I've praised most of what the Cubs front office has done since Theo Epstein was hired last October. I love the direction they've taken. But with all of that praise, I've stressed that successful moves before and at the trading deadline would be key to their first year being a true success.
I think the Cubs did OK at the trading deadline. They didn't do great, but it wasn't a disaster. They didn't do as well as they would have had Dempster fetched Delgado — and while the leak of the trade to the media came from Atlanta's end, maybe the Cubs should've cleared the Braves with Dempster earlier in the process.
The Cubs didn't trade Matt Garza, and while it's not their fault he got hurt, they ran the risk of him getting hurt and/or his value dropping when they opted not to deal him earlier.
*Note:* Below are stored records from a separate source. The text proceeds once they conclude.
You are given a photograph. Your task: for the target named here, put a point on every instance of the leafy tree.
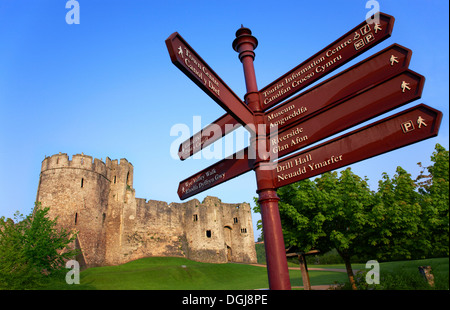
(347, 200)
(396, 230)
(434, 188)
(32, 249)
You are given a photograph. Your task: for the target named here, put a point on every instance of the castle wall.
(77, 193)
(98, 200)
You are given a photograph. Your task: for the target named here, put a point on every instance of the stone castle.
(97, 199)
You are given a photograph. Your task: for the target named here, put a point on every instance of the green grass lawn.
(169, 273)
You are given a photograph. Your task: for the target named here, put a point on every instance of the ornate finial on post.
(245, 44)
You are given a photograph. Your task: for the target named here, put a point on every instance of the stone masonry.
(97, 200)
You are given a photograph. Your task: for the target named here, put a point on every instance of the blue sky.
(106, 87)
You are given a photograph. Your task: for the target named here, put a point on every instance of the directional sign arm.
(208, 135)
(216, 174)
(350, 112)
(185, 58)
(410, 126)
(357, 78)
(353, 43)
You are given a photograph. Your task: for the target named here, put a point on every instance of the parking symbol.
(407, 126)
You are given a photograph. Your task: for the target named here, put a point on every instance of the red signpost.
(372, 87)
(188, 61)
(341, 51)
(353, 43)
(416, 124)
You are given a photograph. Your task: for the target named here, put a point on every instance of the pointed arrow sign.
(348, 113)
(187, 60)
(366, 73)
(410, 126)
(353, 43)
(216, 174)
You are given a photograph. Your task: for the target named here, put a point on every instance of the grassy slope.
(157, 273)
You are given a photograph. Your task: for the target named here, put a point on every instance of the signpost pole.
(277, 269)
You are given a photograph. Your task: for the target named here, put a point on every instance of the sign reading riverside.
(366, 73)
(188, 61)
(348, 113)
(353, 43)
(410, 126)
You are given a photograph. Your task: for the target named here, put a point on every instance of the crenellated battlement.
(97, 199)
(107, 168)
(78, 161)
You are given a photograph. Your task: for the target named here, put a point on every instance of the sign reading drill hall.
(372, 87)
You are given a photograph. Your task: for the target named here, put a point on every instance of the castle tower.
(97, 200)
(77, 193)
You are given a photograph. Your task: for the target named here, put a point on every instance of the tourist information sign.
(368, 89)
(367, 73)
(353, 43)
(338, 117)
(365, 36)
(348, 113)
(413, 125)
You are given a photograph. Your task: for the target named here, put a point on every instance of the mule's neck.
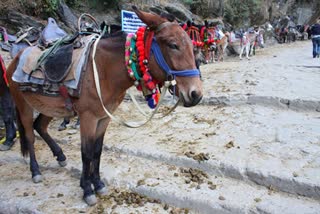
(111, 63)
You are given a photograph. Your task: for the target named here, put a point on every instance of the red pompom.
(151, 85)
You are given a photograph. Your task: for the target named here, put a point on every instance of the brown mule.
(114, 80)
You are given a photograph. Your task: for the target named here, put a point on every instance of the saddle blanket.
(29, 59)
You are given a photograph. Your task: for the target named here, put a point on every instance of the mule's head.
(176, 49)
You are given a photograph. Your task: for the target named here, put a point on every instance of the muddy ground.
(260, 115)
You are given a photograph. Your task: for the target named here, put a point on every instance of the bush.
(239, 12)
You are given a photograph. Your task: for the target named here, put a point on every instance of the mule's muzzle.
(193, 100)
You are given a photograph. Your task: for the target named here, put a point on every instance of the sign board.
(130, 22)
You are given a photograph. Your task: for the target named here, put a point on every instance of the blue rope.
(163, 64)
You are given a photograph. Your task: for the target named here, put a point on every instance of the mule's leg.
(27, 138)
(41, 126)
(241, 51)
(99, 186)
(247, 50)
(88, 141)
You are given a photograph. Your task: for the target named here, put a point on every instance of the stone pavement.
(251, 146)
(259, 126)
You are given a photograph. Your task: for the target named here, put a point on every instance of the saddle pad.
(28, 62)
(57, 65)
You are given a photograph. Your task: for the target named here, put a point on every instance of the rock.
(67, 16)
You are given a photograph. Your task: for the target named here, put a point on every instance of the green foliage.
(50, 6)
(104, 4)
(188, 2)
(238, 12)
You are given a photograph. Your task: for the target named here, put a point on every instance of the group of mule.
(211, 41)
(166, 56)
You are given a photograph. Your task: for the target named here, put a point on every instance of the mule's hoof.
(90, 200)
(62, 163)
(102, 192)
(37, 179)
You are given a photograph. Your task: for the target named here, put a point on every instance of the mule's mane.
(169, 17)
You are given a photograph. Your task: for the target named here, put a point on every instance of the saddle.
(55, 63)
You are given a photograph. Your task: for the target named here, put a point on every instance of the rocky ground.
(251, 146)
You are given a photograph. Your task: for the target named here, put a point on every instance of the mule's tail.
(23, 139)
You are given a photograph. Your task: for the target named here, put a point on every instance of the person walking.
(315, 35)
(7, 107)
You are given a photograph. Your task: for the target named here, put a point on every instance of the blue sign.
(130, 22)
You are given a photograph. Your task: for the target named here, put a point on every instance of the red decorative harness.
(3, 67)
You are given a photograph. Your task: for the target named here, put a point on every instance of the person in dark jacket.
(315, 35)
(7, 107)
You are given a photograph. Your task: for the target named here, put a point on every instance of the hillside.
(236, 13)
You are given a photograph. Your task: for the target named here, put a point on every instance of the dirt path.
(253, 145)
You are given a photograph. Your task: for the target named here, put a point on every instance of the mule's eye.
(173, 46)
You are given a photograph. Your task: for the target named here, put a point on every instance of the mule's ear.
(151, 20)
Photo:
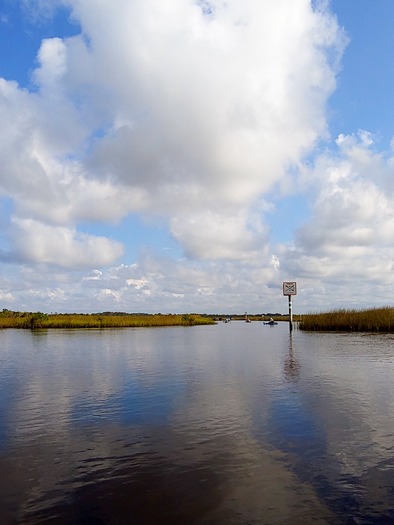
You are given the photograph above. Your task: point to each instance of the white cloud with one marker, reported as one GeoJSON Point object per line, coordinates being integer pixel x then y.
{"type": "Point", "coordinates": [194, 115]}
{"type": "Point", "coordinates": [40, 243]}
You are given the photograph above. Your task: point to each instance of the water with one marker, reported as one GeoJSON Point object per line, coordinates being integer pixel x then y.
{"type": "Point", "coordinates": [237, 423]}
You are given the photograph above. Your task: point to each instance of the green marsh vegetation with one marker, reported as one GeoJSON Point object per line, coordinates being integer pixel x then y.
{"type": "Point", "coordinates": [35, 320]}
{"type": "Point", "coordinates": [370, 320]}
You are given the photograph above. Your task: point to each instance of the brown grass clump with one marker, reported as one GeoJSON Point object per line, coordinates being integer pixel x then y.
{"type": "Point", "coordinates": [34, 320]}
{"type": "Point", "coordinates": [371, 320]}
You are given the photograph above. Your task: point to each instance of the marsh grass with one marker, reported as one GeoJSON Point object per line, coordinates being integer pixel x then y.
{"type": "Point", "coordinates": [35, 320]}
{"type": "Point", "coordinates": [372, 320]}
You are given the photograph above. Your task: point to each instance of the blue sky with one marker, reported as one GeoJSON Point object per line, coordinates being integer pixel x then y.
{"type": "Point", "coordinates": [192, 156]}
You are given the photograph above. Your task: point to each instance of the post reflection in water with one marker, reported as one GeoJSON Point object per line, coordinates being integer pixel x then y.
{"type": "Point", "coordinates": [292, 366]}
{"type": "Point", "coordinates": [229, 424]}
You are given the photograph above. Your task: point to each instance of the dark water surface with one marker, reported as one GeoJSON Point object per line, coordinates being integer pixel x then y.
{"type": "Point", "coordinates": [238, 423]}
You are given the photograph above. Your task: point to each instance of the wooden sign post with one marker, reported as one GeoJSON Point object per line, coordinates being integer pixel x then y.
{"type": "Point", "coordinates": [290, 289]}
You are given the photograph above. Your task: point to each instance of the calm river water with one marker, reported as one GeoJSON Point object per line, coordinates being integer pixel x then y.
{"type": "Point", "coordinates": [237, 423]}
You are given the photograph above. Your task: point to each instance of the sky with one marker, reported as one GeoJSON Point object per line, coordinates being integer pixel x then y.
{"type": "Point", "coordinates": [193, 155]}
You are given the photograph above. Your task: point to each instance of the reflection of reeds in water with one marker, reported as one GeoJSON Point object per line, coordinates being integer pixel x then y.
{"type": "Point", "coordinates": [372, 320]}
{"type": "Point", "coordinates": [10, 319]}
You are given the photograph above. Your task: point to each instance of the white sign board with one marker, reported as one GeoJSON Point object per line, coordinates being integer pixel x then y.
{"type": "Point", "coordinates": [289, 288]}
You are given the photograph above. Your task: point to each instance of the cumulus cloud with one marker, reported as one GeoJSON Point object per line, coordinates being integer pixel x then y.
{"type": "Point", "coordinates": [39, 243]}
{"type": "Point", "coordinates": [195, 112]}
{"type": "Point", "coordinates": [186, 109]}
{"type": "Point", "coordinates": [349, 237]}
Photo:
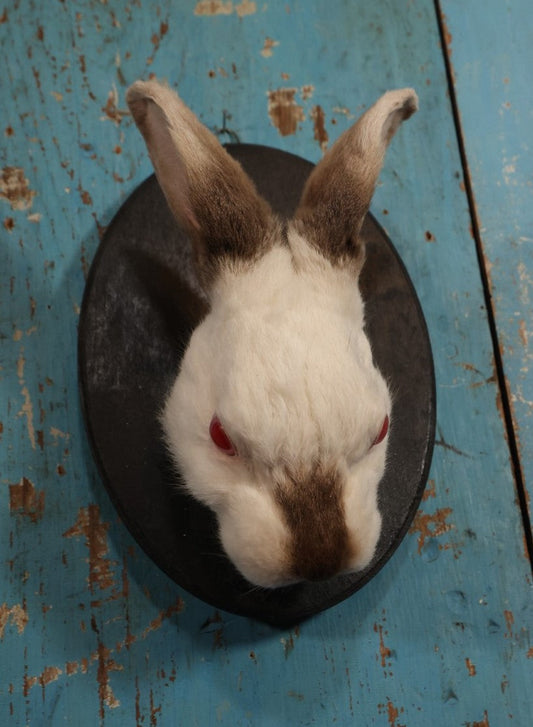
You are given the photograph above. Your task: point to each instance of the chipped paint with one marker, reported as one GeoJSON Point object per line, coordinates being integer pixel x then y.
{"type": "Point", "coordinates": [430, 490]}
{"type": "Point", "coordinates": [430, 526]}
{"type": "Point", "coordinates": [509, 622]}
{"type": "Point", "coordinates": [25, 500]}
{"type": "Point", "coordinates": [319, 126]}
{"type": "Point", "coordinates": [285, 114]}
{"type": "Point", "coordinates": [208, 8]}
{"type": "Point", "coordinates": [48, 675]}
{"type": "Point", "coordinates": [15, 189]}
{"type": "Point", "coordinates": [27, 407]}
{"type": "Point", "coordinates": [268, 46]}
{"type": "Point", "coordinates": [384, 652]}
{"type": "Point", "coordinates": [482, 723]}
{"type": "Point", "coordinates": [105, 665]}
{"type": "Point", "coordinates": [111, 110]}
{"type": "Point", "coordinates": [89, 525]}
{"type": "Point", "coordinates": [17, 615]}
{"type": "Point", "coordinates": [165, 614]}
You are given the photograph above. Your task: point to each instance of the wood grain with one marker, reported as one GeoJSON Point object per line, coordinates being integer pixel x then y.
{"type": "Point", "coordinates": [90, 632]}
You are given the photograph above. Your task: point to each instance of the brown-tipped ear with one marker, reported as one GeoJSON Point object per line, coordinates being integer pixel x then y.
{"type": "Point", "coordinates": [337, 194]}
{"type": "Point", "coordinates": [207, 191]}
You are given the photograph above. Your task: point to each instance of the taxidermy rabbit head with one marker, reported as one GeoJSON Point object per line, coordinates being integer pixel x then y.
{"type": "Point", "coordinates": [278, 417]}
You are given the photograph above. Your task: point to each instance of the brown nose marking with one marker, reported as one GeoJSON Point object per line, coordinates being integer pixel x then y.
{"type": "Point", "coordinates": [314, 513]}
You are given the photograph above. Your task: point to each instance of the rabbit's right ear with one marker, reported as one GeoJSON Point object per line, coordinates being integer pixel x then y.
{"type": "Point", "coordinates": [207, 191]}
{"type": "Point", "coordinates": [337, 194]}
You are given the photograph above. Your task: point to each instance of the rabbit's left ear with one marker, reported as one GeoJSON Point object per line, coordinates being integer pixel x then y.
{"type": "Point", "coordinates": [207, 190]}
{"type": "Point", "coordinates": [337, 194]}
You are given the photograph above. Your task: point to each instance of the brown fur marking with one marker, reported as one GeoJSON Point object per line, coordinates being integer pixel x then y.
{"type": "Point", "coordinates": [313, 510]}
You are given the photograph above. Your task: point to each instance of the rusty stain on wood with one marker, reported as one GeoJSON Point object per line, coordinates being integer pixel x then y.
{"type": "Point", "coordinates": [207, 8]}
{"type": "Point", "coordinates": [176, 607]}
{"type": "Point", "coordinates": [15, 188]}
{"type": "Point", "coordinates": [25, 500]}
{"type": "Point", "coordinates": [430, 526]}
{"type": "Point", "coordinates": [105, 665]}
{"type": "Point", "coordinates": [509, 621]}
{"type": "Point", "coordinates": [384, 652]}
{"type": "Point", "coordinates": [430, 490]}
{"type": "Point", "coordinates": [268, 46]}
{"type": "Point", "coordinates": [111, 110]}
{"type": "Point", "coordinates": [284, 112]}
{"type": "Point", "coordinates": [482, 723]}
{"type": "Point", "coordinates": [17, 615]}
{"type": "Point", "coordinates": [27, 407]}
{"type": "Point", "coordinates": [319, 126]}
{"type": "Point", "coordinates": [89, 525]}
{"type": "Point", "coordinates": [392, 713]}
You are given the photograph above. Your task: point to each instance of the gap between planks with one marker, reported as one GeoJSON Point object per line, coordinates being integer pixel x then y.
{"type": "Point", "coordinates": [487, 293]}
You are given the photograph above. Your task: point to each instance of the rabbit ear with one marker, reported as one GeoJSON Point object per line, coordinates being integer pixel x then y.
{"type": "Point", "coordinates": [207, 190]}
{"type": "Point", "coordinates": [337, 194]}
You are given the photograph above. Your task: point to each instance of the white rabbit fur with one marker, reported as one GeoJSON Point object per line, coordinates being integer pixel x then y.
{"type": "Point", "coordinates": [284, 362]}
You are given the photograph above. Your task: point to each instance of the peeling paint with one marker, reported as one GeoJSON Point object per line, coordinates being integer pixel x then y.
{"type": "Point", "coordinates": [509, 621]}
{"type": "Point", "coordinates": [319, 118]}
{"type": "Point", "coordinates": [105, 665]}
{"type": "Point", "coordinates": [422, 525]}
{"type": "Point", "coordinates": [384, 652]}
{"type": "Point", "coordinates": [268, 46]}
{"type": "Point", "coordinates": [307, 91]}
{"type": "Point", "coordinates": [208, 8]}
{"type": "Point", "coordinates": [285, 114]}
{"type": "Point", "coordinates": [430, 490]}
{"type": "Point", "coordinates": [94, 530]}
{"type": "Point", "coordinates": [111, 110]}
{"type": "Point", "coordinates": [15, 188]}
{"type": "Point", "coordinates": [27, 407]}
{"type": "Point", "coordinates": [166, 613]}
{"type": "Point", "coordinates": [17, 615]}
{"type": "Point", "coordinates": [25, 500]}
{"type": "Point", "coordinates": [483, 723]}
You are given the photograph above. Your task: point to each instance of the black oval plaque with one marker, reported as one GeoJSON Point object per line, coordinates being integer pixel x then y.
{"type": "Point", "coordinates": [140, 307]}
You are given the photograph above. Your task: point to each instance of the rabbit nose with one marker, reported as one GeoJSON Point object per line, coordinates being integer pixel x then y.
{"type": "Point", "coordinates": [319, 543]}
{"type": "Point", "coordinates": [317, 572]}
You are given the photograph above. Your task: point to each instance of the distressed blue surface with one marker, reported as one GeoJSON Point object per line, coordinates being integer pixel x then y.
{"type": "Point", "coordinates": [490, 62]}
{"type": "Point", "coordinates": [90, 631]}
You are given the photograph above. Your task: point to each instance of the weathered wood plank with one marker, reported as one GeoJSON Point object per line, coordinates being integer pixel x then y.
{"type": "Point", "coordinates": [90, 632]}
{"type": "Point", "coordinates": [490, 60]}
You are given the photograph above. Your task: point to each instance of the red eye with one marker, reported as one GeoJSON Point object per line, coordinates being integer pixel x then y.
{"type": "Point", "coordinates": [220, 438]}
{"type": "Point", "coordinates": [383, 433]}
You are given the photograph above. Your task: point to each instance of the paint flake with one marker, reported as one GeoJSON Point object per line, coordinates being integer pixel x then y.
{"type": "Point", "coordinates": [94, 530]}
{"type": "Point", "coordinates": [430, 526]}
{"type": "Point", "coordinates": [285, 114]}
{"type": "Point", "coordinates": [16, 614]}
{"type": "Point", "coordinates": [268, 46]}
{"type": "Point", "coordinates": [15, 188]}
{"type": "Point", "coordinates": [24, 499]}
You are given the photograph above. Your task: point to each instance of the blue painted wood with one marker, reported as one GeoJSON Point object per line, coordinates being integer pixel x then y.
{"type": "Point", "coordinates": [489, 57]}
{"type": "Point", "coordinates": [90, 632]}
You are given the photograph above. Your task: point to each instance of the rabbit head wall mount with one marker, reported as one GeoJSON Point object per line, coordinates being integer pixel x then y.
{"type": "Point", "coordinates": [278, 418]}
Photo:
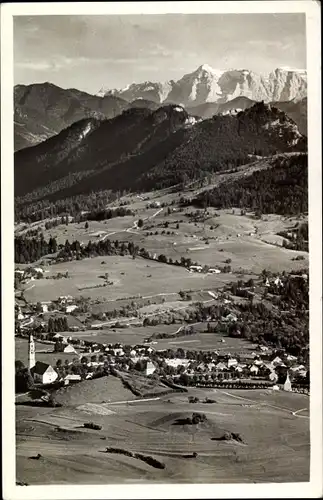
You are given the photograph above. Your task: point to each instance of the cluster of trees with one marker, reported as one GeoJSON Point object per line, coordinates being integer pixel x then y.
{"type": "Point", "coordinates": [224, 143]}
{"type": "Point", "coordinates": [29, 209]}
{"type": "Point", "coordinates": [280, 189]}
{"type": "Point", "coordinates": [298, 239]}
{"type": "Point", "coordinates": [32, 249]}
{"type": "Point", "coordinates": [287, 328]}
{"type": "Point", "coordinates": [57, 324]}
They also failed to move Alfonso Soriano, though an August trade involving him is a very real possibility since he's a lock to clear waivers.
But the Cubs got excellent value on Maholm — who has pitched very well lately but is really a decent No. 4 starter and nothing more — and Garza. They didn't get much for Geovany Soto, but moving him opens a spot for Welington Castillo, whose future is significantly brighter. And they did a pretty good job of salvaging a difficult situation with Dempster.
You won't see the Cubs' latest acquisitions making an impact the way Williams' are for a contending White Sox team. Make no mistake about it — of Chicago's two leading baseball executives, Williams outshone Epstein for a change during these last few weeks, turning spare parts into a number of useful players. But the Cubs made further progress in their rebuild in the past couple of days. They're on pace for around a 70-win season, but this year is shaping up to be a very successful one for the Cubs.